# BigQuery Connection Setup for Belgian Brewery Project

This notebook establishes and tests the connection to Google BigQuery for the Belgian Brewery "Glide Template" Strategy Project.

## Prerequisites
- Google Cloud Project with BigQuery API enabled
- Google Cloud CLI (`gcloud`) installed OR Service account key JSON file
- Required Python packages installed

## Authentication Methods
1. **Google Cloud CLI** (Recommended for development)
2. **Service Account Key File** (Alternative method)

In [None]:
# Install required packages
# !pip install google-cloud-bigquery pandas db-dtypes python-dotenv geopy

# Verify gcloud installation
import subprocess
import sys

def check_gcloud_installation():
    try:
        result = subprocess.run(['gcloud', '--version'], capture_output=True, text=True)
        if result.returncode == 0:
            print("✅ Google Cloud CLI is installed:")
            print(result.stdout)
            return True
        else:
            print("❌ Google Cloud CLI not found")
            return False
    except FileNotFoundError:
        print("❌ Google Cloud CLI not installed")
        return False

gcloud_available = check_gcloud_installation()

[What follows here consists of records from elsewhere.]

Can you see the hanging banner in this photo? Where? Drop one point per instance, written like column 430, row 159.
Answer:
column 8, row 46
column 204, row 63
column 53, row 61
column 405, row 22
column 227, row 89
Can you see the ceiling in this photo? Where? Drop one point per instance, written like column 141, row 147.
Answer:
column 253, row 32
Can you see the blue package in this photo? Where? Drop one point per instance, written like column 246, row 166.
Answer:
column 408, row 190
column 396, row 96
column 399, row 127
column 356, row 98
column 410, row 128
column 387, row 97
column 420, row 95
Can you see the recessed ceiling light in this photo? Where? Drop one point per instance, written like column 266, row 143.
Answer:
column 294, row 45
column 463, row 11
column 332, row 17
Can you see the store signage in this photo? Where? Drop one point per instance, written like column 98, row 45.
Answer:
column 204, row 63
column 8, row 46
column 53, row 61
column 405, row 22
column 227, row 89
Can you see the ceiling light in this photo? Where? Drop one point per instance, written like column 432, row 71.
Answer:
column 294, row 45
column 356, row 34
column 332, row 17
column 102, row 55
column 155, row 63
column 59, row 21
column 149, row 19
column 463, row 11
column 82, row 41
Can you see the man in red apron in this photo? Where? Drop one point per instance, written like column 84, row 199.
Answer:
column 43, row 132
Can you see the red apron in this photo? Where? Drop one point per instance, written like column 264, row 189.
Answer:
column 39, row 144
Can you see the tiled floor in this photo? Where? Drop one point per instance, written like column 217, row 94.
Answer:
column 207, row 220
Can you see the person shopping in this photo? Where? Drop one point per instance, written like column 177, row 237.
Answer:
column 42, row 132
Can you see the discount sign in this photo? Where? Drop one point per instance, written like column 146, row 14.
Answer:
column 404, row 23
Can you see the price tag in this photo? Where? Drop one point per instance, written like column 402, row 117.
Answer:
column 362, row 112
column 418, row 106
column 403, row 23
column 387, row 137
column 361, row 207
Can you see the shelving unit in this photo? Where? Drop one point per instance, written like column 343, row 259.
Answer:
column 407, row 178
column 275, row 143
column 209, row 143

## Import Required Libraries

In [None]:
# Import required libraries for BigQuery connection
import pandas as pd
from google.cloud import bigquery
import os
from google.oauth2 import service_account
import json
from dotenv import load_dotenv

# Load environment variables from .env file
load_dotenv()

## Authentication Setup

### Method 1: Google Cloud CLI (Recommended)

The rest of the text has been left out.